Perché scrivere un poliziesco è avvicinarsi alle radici del Male, proprio come farebbe un investigatore dell'età d'oro del mistery (periodo che si identifica negli anni che vanno dalla nascita di Sherlock Holmes, creato dalla penna di Conan Doyle nel 1887 fino agli anni '20, che si aprono con la pubblicazione di Poirot a Styles Court di Agatha Christie) con la lente

per cogliere gli indizi sulla scena del crimine.

Leggiamo in Raymond Chandler L'indagine della totalità di Fredric Jameson, a proposito del finale de Il grande sonno di Chandler:

Il presente svanisce nella polvere, il momento vissuto apparterrà presto solo a una pagina di giornale sepolta nell'archivio delle vecchie annate. E la nostra distrazione formale raggiunge infine il suo scopo fondamentale: con il distoglierci dal consueto obiettivo rituale della ricerca del criminale e della sua trasformazione nell'Altro, questa ci rinvia subito, senza preavviso, alla realtà della morte, della morte immota nel tempo, ricordando ai vivi l'ultima dimora che li restituisce alla polvere.

Così il tormento di Amleto che, potremmo dire, sente su di sé l'alito della morte e l'ossessione di Roskòl'nikov per il duplice omicidio che ha commesso tende la mano a “Il grande sonno” di Chandler, abbatte, a nostro parere, qualsiasi steccato tra la letteratura cosiddetta alta e il poliziesco. Unico vero discrimine è la qualità del poliziesco.

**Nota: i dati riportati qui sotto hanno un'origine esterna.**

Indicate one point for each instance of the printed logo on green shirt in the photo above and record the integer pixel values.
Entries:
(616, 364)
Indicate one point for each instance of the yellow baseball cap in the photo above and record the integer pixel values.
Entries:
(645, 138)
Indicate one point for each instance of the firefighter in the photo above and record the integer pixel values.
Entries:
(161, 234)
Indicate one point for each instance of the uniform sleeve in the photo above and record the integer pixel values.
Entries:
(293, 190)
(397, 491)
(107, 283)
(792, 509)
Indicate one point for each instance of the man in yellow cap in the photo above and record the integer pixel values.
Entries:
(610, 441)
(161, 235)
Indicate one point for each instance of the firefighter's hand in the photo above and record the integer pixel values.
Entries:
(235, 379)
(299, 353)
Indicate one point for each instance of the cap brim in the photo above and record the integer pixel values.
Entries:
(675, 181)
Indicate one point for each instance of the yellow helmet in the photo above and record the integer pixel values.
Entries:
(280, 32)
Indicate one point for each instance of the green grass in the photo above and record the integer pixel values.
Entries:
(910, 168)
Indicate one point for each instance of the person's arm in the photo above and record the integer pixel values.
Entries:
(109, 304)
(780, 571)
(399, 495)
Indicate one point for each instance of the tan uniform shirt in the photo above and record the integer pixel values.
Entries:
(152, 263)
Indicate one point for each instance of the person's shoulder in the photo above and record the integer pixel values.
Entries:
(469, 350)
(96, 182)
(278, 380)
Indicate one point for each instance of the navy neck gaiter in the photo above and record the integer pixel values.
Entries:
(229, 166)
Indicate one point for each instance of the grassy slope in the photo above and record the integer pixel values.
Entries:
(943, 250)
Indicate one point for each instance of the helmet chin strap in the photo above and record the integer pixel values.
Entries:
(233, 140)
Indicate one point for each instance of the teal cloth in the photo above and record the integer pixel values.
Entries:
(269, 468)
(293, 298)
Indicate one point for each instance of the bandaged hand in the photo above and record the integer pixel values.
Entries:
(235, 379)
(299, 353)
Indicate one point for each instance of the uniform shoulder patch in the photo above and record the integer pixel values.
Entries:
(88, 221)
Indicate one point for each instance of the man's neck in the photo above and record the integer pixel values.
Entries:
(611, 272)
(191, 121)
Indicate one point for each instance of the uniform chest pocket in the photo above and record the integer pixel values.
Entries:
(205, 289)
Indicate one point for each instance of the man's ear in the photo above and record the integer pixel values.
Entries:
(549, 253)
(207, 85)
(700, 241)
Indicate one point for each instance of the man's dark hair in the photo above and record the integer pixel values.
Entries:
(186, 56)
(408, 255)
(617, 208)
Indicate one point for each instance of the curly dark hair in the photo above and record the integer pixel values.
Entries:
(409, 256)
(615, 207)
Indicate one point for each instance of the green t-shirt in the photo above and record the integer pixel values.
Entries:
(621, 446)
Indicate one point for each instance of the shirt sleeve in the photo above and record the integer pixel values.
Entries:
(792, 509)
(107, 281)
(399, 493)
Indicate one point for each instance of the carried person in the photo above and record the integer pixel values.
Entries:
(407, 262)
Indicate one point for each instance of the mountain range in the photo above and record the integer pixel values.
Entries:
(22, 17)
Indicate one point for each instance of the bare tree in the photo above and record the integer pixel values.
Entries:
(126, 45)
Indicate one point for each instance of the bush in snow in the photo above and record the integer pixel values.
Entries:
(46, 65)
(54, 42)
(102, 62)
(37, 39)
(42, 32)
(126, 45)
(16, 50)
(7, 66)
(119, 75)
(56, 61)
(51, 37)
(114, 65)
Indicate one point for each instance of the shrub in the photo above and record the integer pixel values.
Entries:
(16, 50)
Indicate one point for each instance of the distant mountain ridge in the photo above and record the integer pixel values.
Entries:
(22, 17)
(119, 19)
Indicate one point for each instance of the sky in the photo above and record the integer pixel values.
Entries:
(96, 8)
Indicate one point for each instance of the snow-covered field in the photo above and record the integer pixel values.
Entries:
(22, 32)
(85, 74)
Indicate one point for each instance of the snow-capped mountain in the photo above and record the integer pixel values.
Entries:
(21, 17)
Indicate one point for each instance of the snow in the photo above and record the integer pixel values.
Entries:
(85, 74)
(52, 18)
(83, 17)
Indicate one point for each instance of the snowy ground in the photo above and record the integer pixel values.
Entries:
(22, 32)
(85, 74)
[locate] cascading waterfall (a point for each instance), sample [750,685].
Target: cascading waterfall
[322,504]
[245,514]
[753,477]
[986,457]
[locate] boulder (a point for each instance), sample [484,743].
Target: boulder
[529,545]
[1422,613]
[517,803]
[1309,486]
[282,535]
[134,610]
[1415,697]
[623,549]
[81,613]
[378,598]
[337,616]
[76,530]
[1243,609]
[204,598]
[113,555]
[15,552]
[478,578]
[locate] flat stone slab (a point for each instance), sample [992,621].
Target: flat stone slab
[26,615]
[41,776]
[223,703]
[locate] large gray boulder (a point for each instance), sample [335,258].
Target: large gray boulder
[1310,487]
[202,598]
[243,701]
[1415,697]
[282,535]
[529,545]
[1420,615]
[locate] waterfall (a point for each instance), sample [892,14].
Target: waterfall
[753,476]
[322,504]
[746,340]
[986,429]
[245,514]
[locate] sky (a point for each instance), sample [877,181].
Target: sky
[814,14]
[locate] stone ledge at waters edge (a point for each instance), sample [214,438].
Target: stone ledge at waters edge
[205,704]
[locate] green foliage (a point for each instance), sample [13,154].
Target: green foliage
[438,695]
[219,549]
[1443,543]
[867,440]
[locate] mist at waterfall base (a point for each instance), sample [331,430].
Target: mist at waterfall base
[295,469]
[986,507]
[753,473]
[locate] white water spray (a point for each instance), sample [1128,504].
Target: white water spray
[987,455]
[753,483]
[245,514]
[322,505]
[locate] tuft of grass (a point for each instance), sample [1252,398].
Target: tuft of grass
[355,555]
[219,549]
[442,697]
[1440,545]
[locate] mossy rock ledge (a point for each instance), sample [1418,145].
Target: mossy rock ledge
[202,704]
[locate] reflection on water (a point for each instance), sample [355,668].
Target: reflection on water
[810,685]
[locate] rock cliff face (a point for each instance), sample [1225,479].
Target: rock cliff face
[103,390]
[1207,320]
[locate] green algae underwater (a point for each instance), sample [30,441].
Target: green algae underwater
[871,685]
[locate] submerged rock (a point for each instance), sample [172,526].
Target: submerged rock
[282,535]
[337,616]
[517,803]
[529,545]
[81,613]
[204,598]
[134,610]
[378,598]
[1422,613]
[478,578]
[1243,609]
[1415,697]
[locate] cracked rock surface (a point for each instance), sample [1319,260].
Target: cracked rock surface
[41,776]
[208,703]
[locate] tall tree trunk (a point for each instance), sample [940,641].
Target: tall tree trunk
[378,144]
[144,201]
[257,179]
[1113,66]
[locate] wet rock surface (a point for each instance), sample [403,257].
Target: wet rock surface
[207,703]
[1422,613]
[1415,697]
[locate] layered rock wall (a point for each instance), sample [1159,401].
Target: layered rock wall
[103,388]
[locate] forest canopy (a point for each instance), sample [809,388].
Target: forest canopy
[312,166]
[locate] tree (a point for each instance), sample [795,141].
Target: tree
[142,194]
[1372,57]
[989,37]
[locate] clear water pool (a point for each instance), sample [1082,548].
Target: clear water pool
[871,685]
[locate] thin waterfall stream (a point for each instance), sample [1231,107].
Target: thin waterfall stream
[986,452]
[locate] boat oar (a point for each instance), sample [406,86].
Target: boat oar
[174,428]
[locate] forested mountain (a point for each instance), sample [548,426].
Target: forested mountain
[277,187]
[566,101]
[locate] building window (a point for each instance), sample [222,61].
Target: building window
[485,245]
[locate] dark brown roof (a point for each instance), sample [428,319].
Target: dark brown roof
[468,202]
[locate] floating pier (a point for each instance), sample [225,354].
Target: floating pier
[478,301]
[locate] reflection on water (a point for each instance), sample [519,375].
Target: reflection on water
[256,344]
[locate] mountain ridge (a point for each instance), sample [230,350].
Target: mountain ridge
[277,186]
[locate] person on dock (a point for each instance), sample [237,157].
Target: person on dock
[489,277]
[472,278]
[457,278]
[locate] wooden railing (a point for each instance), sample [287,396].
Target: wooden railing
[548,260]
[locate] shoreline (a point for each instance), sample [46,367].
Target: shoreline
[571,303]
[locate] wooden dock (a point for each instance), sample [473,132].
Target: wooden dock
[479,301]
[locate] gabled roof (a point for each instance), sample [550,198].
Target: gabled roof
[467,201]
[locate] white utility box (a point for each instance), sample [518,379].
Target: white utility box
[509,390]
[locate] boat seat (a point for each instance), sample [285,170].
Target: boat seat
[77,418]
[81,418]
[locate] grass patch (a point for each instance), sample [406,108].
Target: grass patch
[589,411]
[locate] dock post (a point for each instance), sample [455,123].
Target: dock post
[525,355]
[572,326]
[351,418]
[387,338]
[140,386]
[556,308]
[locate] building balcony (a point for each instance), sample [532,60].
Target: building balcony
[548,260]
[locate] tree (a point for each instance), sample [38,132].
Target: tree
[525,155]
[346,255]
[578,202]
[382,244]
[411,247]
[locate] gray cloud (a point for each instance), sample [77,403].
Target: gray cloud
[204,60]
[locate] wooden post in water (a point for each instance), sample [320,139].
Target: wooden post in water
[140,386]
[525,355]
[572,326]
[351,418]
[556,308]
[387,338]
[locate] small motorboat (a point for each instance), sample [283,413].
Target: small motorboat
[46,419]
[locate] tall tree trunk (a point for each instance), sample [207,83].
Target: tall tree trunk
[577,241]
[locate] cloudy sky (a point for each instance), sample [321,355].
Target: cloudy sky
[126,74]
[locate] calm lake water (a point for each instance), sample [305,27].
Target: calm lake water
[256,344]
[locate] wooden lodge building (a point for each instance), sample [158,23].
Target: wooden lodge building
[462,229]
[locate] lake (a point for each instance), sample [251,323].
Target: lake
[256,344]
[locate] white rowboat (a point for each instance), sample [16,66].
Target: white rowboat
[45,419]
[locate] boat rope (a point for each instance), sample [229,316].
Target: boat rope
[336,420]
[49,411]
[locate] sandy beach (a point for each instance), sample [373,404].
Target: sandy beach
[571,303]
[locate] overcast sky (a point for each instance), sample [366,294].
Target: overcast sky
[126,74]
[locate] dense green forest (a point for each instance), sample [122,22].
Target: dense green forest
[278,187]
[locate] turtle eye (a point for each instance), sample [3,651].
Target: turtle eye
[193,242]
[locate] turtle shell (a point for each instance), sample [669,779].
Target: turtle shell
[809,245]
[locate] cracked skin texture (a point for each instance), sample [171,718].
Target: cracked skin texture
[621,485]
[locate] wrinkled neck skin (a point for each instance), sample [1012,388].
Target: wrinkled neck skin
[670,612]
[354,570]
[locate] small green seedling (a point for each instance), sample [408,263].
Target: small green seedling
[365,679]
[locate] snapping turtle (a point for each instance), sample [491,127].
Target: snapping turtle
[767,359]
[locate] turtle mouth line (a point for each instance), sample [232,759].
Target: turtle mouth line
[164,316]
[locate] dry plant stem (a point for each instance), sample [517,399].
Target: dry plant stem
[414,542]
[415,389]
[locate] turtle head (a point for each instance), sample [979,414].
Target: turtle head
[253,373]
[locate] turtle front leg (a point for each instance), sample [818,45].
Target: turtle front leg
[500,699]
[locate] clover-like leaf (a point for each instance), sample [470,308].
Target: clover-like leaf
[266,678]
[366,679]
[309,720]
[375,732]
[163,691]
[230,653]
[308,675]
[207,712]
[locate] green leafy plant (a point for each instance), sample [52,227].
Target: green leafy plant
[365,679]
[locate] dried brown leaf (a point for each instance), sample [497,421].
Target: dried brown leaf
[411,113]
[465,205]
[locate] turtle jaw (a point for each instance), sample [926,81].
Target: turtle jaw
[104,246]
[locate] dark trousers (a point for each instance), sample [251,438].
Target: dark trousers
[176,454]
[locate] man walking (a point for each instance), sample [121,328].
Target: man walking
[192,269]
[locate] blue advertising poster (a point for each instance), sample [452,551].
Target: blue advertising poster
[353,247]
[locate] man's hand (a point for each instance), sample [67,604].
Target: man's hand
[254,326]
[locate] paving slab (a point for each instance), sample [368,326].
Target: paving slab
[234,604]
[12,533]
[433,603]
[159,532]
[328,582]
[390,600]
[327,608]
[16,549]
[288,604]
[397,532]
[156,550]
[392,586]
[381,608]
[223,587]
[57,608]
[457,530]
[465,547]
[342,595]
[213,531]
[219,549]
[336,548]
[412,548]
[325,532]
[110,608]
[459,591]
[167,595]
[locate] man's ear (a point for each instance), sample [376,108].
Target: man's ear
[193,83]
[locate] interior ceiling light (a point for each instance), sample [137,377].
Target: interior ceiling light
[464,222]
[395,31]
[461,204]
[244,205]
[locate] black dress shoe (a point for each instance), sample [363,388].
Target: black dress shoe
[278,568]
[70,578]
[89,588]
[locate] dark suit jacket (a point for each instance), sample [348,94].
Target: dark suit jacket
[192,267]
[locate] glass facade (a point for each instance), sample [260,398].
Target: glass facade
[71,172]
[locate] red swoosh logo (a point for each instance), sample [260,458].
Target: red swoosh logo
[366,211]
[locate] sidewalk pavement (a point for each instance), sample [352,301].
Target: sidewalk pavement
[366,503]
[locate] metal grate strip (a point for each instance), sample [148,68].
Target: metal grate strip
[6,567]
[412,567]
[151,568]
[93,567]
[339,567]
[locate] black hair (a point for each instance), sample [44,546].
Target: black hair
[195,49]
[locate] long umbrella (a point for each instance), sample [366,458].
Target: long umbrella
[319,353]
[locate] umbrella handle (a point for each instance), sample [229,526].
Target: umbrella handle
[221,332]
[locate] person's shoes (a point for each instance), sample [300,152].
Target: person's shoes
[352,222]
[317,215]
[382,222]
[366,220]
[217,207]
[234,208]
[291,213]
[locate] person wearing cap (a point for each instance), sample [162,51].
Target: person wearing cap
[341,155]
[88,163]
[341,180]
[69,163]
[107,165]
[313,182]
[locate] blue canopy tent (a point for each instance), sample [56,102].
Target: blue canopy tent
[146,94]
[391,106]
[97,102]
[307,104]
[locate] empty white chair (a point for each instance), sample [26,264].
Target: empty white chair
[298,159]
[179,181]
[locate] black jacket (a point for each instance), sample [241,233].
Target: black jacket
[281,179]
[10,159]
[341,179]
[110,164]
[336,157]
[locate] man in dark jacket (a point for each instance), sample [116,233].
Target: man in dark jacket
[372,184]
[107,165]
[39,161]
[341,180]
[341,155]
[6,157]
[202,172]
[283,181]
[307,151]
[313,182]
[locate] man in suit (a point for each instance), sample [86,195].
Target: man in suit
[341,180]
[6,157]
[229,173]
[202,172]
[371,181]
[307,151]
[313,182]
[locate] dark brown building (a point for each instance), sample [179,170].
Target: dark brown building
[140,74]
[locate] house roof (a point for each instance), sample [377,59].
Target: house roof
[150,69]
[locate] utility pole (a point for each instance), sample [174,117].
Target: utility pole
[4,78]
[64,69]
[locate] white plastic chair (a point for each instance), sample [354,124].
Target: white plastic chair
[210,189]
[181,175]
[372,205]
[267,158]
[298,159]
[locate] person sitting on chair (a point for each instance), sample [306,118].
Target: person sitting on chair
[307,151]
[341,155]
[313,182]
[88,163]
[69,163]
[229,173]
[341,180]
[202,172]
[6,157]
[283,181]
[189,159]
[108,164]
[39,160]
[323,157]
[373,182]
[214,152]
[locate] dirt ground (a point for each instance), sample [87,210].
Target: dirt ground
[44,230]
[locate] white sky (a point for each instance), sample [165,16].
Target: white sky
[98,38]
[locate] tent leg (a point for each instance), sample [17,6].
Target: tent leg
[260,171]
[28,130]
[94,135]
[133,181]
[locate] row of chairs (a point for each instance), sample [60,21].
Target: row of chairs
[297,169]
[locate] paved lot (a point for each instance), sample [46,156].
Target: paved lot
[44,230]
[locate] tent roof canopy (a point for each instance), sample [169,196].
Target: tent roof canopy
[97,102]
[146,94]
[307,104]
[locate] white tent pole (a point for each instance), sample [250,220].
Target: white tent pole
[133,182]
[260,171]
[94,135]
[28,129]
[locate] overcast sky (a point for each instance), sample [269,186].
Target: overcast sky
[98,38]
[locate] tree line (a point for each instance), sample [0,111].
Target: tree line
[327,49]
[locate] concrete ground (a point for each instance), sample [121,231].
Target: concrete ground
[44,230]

E' arrivato, dunque, il momento di chiederci come si riconosce un buon poliziesco. Con il tempo, dagli anni dell'età d'oro del mistery, passando dalla cosiddetta età del piombo (dal 1929 fino agli anni Sessanta, con alcuni grandi maestri del giallo, da Georges Simenon a Rex Stout, da Ellery Queen a Raymond Chandler) per arrivare, infine, all'epoca contemporanea, la cosiddetta età del sangue, gli scrittori hanno cercato di dare delle regole per il poliziesco scritto ad arte.